Latest farm costings from Scotland's beef and lamb producers not only reveal the continued need for financial support, but also the correlation between technical performance, sound economic management and lower emissions intensity within the top third of performers.
Quality Meat Scotland's Enterprise Costings which are based on the financial returns of 200+ Scottish producers during the 2019 calf and lamb crop, also highlighted the growing difference between the top and bottom third of producers.
Most worrying however, is the need for continued support.
Speaking at the launch of the report on Monday, Stuart Ashworth, director of economic services at QMS said that without continued financial support, there is no margin in livestock farming.
"When we look at the returns needed to cover unpaid family labour, the risk capital invested in livestock and machinery, there is not a margin in it without continued support.
"We can't ignore it, financial support is important to us and perhaps one of the reasons why we have seen cow numbers reducing and so many sheep going off the hills in recent years. Continued support is important for economically sustainable livestock businesses in Scotland," said Mr Ashworth.

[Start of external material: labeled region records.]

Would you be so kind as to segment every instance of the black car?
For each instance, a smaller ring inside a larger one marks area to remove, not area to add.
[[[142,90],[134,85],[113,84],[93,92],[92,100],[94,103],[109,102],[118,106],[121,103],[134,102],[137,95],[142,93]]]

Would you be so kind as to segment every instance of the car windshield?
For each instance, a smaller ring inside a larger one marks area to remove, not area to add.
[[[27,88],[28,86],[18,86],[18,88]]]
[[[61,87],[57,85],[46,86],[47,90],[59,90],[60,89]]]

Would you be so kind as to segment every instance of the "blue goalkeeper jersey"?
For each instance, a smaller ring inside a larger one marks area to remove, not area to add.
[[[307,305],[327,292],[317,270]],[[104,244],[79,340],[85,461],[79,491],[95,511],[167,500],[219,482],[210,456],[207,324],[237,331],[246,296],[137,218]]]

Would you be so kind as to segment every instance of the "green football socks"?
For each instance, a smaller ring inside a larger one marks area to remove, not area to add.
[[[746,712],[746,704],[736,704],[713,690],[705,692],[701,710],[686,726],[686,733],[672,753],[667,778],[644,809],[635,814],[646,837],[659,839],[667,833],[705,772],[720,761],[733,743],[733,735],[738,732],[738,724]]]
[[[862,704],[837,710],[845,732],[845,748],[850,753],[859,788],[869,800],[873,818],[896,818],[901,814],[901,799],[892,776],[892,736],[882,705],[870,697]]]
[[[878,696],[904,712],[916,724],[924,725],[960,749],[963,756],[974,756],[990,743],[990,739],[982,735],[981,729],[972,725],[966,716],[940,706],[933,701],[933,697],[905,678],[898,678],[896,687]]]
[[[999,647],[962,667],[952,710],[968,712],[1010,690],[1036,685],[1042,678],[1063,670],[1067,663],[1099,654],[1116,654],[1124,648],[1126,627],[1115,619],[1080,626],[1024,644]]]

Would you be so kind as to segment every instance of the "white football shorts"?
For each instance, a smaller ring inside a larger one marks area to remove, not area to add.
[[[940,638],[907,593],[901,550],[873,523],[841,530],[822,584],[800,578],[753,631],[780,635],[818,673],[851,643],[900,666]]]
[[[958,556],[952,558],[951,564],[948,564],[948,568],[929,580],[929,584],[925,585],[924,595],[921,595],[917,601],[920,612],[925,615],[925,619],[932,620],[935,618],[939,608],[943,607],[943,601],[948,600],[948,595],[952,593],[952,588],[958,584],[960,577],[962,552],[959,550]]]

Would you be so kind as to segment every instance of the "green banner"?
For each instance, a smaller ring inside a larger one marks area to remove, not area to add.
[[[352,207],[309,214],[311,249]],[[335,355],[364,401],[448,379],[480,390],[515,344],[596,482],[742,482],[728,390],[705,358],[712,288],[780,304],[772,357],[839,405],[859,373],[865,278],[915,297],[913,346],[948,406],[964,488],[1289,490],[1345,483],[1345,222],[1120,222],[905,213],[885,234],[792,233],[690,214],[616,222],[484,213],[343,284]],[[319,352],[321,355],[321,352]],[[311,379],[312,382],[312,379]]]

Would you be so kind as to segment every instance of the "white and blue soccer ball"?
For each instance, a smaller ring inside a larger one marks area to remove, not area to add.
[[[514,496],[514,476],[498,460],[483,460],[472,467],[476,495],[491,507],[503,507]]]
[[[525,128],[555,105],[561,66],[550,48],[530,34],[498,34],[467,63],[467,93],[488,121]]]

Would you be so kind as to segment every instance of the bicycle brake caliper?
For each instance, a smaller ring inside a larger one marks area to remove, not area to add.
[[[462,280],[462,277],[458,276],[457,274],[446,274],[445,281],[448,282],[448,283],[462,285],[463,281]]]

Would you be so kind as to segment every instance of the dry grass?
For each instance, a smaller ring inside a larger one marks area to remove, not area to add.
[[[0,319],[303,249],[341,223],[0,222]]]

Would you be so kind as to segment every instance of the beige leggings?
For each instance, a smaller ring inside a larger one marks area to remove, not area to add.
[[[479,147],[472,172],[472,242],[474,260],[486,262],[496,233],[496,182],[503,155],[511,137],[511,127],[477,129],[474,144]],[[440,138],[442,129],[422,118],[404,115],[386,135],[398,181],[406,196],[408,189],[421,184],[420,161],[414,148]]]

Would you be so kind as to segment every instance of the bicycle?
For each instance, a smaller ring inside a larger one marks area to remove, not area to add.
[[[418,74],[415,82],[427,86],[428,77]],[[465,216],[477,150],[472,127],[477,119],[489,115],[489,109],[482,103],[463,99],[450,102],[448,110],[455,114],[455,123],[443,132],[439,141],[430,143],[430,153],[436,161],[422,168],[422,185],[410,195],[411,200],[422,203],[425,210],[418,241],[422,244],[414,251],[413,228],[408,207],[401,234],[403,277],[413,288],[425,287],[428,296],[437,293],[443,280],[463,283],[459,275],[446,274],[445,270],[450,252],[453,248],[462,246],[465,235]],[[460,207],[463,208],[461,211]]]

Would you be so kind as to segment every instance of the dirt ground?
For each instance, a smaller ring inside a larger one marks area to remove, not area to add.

In saying that, he stressed that huge differences remain between the top and bottom third of producers, with the best performers not necessarily selling the highest priced animals in the market place.

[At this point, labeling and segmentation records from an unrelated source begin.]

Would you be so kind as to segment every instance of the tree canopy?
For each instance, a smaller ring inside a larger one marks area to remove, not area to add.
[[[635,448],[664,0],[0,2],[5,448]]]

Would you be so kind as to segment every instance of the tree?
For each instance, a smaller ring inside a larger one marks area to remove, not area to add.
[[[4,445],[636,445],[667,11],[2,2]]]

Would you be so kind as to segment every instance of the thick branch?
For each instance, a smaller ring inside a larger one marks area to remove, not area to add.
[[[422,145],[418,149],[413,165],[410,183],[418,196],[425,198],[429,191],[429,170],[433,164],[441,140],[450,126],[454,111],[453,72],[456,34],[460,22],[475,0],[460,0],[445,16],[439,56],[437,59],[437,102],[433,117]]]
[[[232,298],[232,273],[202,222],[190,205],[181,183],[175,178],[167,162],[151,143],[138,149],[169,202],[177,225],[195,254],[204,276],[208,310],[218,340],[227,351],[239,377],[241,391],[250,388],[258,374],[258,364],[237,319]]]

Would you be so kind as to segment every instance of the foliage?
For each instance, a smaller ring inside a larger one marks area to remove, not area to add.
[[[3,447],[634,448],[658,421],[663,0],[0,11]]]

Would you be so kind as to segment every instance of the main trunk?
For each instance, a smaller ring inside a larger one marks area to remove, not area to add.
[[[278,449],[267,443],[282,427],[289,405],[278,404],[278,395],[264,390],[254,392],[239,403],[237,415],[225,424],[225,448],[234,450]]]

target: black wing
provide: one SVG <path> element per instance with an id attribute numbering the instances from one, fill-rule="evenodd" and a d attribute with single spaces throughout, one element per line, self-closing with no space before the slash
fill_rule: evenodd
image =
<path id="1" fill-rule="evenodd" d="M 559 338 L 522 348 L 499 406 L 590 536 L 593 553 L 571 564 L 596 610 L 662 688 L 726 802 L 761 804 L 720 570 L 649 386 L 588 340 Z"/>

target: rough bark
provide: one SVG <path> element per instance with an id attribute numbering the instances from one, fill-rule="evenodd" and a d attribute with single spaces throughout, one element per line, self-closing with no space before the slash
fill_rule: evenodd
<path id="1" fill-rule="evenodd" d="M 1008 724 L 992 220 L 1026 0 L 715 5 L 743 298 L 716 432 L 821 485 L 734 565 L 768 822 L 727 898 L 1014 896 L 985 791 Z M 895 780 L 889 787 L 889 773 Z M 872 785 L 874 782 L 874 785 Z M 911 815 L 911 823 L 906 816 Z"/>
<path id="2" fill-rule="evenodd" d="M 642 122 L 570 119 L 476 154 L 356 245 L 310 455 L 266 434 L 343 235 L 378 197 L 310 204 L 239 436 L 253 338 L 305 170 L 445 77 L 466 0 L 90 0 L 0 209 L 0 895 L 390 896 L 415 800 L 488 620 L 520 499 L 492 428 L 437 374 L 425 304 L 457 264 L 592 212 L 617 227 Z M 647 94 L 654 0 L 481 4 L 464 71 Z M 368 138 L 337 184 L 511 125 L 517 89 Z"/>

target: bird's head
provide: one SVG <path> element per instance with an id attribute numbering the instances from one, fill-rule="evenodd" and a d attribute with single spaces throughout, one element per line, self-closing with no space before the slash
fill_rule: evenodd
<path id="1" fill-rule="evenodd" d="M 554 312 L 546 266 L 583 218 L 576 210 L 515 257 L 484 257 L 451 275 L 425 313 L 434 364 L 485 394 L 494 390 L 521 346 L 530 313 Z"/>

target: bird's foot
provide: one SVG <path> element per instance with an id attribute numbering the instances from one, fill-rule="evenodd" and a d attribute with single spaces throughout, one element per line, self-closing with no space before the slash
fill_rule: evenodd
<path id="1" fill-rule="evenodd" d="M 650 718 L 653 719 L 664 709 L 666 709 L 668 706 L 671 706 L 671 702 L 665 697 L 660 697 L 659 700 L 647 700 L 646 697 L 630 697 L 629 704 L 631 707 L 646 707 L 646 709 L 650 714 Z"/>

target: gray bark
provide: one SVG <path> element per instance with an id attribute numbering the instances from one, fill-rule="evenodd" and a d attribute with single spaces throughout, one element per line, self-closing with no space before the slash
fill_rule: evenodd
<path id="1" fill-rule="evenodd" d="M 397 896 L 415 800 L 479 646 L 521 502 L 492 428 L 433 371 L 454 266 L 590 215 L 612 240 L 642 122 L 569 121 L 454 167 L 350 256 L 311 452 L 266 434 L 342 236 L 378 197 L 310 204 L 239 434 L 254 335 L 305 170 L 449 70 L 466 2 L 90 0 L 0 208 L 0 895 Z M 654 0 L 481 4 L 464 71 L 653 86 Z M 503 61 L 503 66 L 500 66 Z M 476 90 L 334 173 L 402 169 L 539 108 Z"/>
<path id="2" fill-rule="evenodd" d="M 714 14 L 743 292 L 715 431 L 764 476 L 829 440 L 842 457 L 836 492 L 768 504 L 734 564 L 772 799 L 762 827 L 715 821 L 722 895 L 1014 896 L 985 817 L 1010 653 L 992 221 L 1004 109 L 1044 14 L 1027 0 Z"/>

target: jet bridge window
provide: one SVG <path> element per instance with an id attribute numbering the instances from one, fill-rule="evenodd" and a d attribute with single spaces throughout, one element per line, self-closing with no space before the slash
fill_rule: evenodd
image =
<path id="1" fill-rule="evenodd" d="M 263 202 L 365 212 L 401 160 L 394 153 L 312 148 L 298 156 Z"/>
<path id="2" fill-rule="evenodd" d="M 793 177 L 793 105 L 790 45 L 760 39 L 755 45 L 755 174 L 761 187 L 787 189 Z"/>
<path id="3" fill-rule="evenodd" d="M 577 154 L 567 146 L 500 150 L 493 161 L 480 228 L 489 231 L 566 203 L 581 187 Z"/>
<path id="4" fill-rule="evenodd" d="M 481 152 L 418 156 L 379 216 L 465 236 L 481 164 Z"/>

Instead, he said the better producers have fewer losses between birth and weaning and fewer barren cows and ewes.
Furthermore, he added that those with the highest lambing percentages don't necessarily produce the best margins as such high scanning figures often come at a cost, with increased feed and vet bills and mortality rates.

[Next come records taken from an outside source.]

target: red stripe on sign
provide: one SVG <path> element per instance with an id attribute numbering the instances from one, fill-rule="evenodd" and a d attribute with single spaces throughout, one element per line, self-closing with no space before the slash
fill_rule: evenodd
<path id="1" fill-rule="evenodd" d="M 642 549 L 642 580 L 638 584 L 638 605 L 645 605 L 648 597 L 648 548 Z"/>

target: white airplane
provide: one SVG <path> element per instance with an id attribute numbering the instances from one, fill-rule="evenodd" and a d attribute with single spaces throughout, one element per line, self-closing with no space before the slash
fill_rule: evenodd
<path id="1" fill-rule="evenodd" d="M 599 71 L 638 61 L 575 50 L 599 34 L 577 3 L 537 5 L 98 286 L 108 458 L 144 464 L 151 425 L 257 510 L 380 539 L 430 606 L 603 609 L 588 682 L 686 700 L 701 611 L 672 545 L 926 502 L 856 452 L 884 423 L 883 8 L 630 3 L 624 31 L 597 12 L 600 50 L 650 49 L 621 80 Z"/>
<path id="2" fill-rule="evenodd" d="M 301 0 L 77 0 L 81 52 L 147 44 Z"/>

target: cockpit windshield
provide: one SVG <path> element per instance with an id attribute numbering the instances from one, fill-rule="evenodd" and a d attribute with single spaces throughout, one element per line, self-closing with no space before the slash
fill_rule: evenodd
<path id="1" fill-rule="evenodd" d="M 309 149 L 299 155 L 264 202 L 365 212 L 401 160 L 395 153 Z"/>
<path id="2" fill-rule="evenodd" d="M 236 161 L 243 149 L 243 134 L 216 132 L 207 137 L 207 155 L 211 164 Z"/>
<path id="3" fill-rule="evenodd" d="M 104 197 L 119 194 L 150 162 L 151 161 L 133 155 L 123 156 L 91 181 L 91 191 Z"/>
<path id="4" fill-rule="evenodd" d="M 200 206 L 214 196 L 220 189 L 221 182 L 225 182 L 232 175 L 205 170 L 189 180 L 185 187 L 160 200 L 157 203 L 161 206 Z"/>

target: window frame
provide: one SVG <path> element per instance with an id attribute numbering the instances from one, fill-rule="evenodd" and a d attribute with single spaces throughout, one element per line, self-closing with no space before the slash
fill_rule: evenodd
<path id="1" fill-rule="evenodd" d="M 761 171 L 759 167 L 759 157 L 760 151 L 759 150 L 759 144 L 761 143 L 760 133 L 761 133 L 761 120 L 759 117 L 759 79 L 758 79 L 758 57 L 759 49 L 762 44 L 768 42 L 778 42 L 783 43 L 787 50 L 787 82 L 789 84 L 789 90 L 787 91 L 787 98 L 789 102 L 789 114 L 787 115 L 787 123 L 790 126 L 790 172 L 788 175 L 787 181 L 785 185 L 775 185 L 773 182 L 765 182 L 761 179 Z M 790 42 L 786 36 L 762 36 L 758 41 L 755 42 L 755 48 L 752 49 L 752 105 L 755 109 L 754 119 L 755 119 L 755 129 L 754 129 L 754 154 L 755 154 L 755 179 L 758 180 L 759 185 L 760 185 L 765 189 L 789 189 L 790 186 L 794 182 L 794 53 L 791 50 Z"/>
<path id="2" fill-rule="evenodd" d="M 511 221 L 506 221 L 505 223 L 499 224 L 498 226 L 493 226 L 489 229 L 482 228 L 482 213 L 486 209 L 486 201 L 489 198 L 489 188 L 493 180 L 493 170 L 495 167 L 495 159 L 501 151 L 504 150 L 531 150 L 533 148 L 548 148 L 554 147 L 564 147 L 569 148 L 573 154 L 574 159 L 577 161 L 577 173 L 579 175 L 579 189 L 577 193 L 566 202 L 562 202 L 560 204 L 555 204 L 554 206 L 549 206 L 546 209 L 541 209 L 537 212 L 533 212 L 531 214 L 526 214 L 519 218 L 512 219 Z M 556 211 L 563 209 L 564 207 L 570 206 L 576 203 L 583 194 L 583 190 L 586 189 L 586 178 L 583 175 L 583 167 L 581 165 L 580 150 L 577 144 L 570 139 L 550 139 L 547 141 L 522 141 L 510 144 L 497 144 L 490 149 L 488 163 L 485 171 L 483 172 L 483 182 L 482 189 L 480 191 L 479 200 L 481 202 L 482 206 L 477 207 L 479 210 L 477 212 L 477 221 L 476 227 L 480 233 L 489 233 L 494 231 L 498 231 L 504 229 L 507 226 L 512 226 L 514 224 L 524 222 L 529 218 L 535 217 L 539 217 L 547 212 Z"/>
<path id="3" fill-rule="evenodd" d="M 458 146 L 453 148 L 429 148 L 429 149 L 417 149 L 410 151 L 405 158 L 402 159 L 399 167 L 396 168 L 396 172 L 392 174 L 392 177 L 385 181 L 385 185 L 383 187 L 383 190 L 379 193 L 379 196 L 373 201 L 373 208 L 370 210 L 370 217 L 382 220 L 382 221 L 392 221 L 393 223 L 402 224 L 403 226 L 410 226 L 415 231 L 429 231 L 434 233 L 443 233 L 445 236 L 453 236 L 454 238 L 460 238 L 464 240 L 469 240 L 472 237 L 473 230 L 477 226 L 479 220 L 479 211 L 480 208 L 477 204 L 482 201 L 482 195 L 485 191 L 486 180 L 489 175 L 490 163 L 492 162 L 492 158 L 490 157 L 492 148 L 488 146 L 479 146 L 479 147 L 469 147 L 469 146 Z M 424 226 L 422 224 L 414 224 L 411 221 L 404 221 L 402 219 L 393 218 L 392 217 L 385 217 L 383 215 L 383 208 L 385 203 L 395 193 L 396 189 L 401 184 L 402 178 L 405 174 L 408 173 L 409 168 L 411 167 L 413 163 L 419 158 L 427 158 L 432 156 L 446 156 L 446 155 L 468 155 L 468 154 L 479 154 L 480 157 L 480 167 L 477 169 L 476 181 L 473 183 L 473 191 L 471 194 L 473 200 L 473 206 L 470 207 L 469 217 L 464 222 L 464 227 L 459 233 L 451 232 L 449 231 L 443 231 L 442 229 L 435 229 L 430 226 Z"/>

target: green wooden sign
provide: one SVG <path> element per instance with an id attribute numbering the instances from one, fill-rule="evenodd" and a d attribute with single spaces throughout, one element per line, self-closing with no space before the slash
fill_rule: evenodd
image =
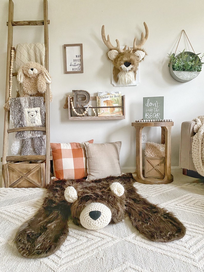
<path id="1" fill-rule="evenodd" d="M 143 118 L 145 120 L 163 119 L 163 96 L 143 98 Z"/>

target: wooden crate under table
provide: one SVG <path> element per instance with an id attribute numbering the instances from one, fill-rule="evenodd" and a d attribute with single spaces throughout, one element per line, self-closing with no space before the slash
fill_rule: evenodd
<path id="1" fill-rule="evenodd" d="M 163 178 L 165 175 L 165 158 L 144 157 L 144 176 Z"/>
<path id="2" fill-rule="evenodd" d="M 10 162 L 4 165 L 6 187 L 44 187 L 45 164 Z"/>

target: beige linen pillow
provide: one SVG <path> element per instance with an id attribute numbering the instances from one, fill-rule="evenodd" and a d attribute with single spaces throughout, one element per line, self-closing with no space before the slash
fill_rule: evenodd
<path id="1" fill-rule="evenodd" d="M 83 143 L 87 157 L 88 181 L 121 174 L 120 152 L 122 142 L 105 144 Z"/>

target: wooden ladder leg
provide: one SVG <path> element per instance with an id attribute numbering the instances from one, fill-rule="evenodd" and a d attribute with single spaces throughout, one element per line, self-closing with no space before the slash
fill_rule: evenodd
<path id="1" fill-rule="evenodd" d="M 7 60 L 6 65 L 6 91 L 5 103 L 7 101 L 9 96 L 9 80 L 10 79 L 11 52 L 13 44 L 13 26 L 11 22 L 13 21 L 13 2 L 9 0 L 8 4 L 8 38 L 7 45 Z M 4 112 L 4 123 L 2 156 L 2 186 L 5 186 L 5 175 L 4 165 L 7 163 L 6 158 L 8 155 L 8 134 L 7 130 L 9 128 L 10 111 Z"/>
<path id="2" fill-rule="evenodd" d="M 49 72 L 49 43 L 48 36 L 48 8 L 47 0 L 44 0 L 44 42 L 45 48 L 45 67 Z M 47 91 L 45 94 L 45 126 L 46 127 L 46 164 L 45 185 L 48 184 L 50 176 L 50 86 L 47 85 Z"/>

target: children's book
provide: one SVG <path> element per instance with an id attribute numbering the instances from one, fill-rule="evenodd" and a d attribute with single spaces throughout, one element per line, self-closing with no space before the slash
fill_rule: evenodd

"The top third of producers on gross margins tend to be consistently good across the piste. They have higher outputs per kg per ewe and per cow and they make more efficient, technical use of their feeds and fertiliser and have better grassland management."
Looking at the figures for the 2019 lamb and calf crop year, he said that all cattle producers had seen margins fall for a second consecutive year, while those in the sheep sector had faired better due to the improved weather.
"Get the progeny on the ground and keep them alive – that's the familiar message amongst the top end of producers compared to the bottom," said Mr Ashworth.
The survey, which provided a snapshot of the industry during 2019, compared for each sector the costs, revenues and margins achieved by the top-third of producers, the bottom-third, and the sample average.
The results omit Common Agricultural Payments (CAP) support payments, except for those which are directly linked to production such as the Beef Calf Scheme and the Ewe Hogg Scheme, and highlights the technical and financial performance variation that exists when comparing Scotland's top third producers and the bottom third.
The costings for 2019, also revealed that despite savings in feed and forage due to weather being more benign compared to that of 2018, offering good grass growing conditions for most of the year, the decline in market prices for some sectors led to further deterioration in margins.
"At store cattle sales, the autumn season failed to match spring price levels for a second year," explained Mr Ashworth.
"However, the declines relative to autumn of around 6% in September and 2% in October were less than those seen at prime cattle sales where prices in the autumn were 9-12% behind 2018, pointing to a particular squeeze on finishing margins.
"Only 31% of suckler herds achieved a positive net margin – a decrease from 36% 2018. This is also reflected among store finishers with 30% of the businesses surveyed achieving a positive net margin, down from 38% in 2018," said Mr Ashworth.
For sheep farmer, a better lambing resulted in more store lambs traded at autumn sales, and despite this, and the uncertainty around Brexit, values held up resulting in some improvement in net margins across enterprises.
"At prime lamb sales, prices were in line with their five-year average for most of the summer and autumn, before rising strongly in the final two months once EU exit had been delayed. Fortunately for store lamb finishers, the prime lamb market reached record levels in the first quarter of 2020; although did weaken following the onset of the Covid pandemic in late March and failed to fully recover at Easter," said Mr Ashworth.
He added: "The proportion of hill ewe flocks making a positive net margin increased from 8% last year to 15% this year. Meanwhile, net profitability among upland flocks improved and 75% of enterprises surveyed achieved a positive net margin for their 2019 lamb crop, up from 55% 2018 and 56% from the 2017 lamb crop year.
"Lowland flocks saw the highest increase in margins with 62% of surveyed flocks achieving this objective compared to 38% attaining a positive net margin for the 2018 lamb crop. Store lamb finishers similarly saw a marked improvement in net margins with 92% of those achieving a positive net margin compared to 69% of those surveyed in 2018."
The report also details the estimates that have been made of the greenhouse gas emissions associated with the enterprises surveyed and reported on the basis of net liveweight produced or added during the surveyed year.
"The results show over the five years that there has been some general reduction in average emissions per kg of output but the differences are too small and the range of emissions overlap from year to year to suggest the movement is a definitive trend," said Mr Ashworth.
"Nevertheless, there is a clear correlation between lower emissions intensity and better financial sustainability with those in the top-third of financial performance having the lowest emissions intensity per kg of livestock output."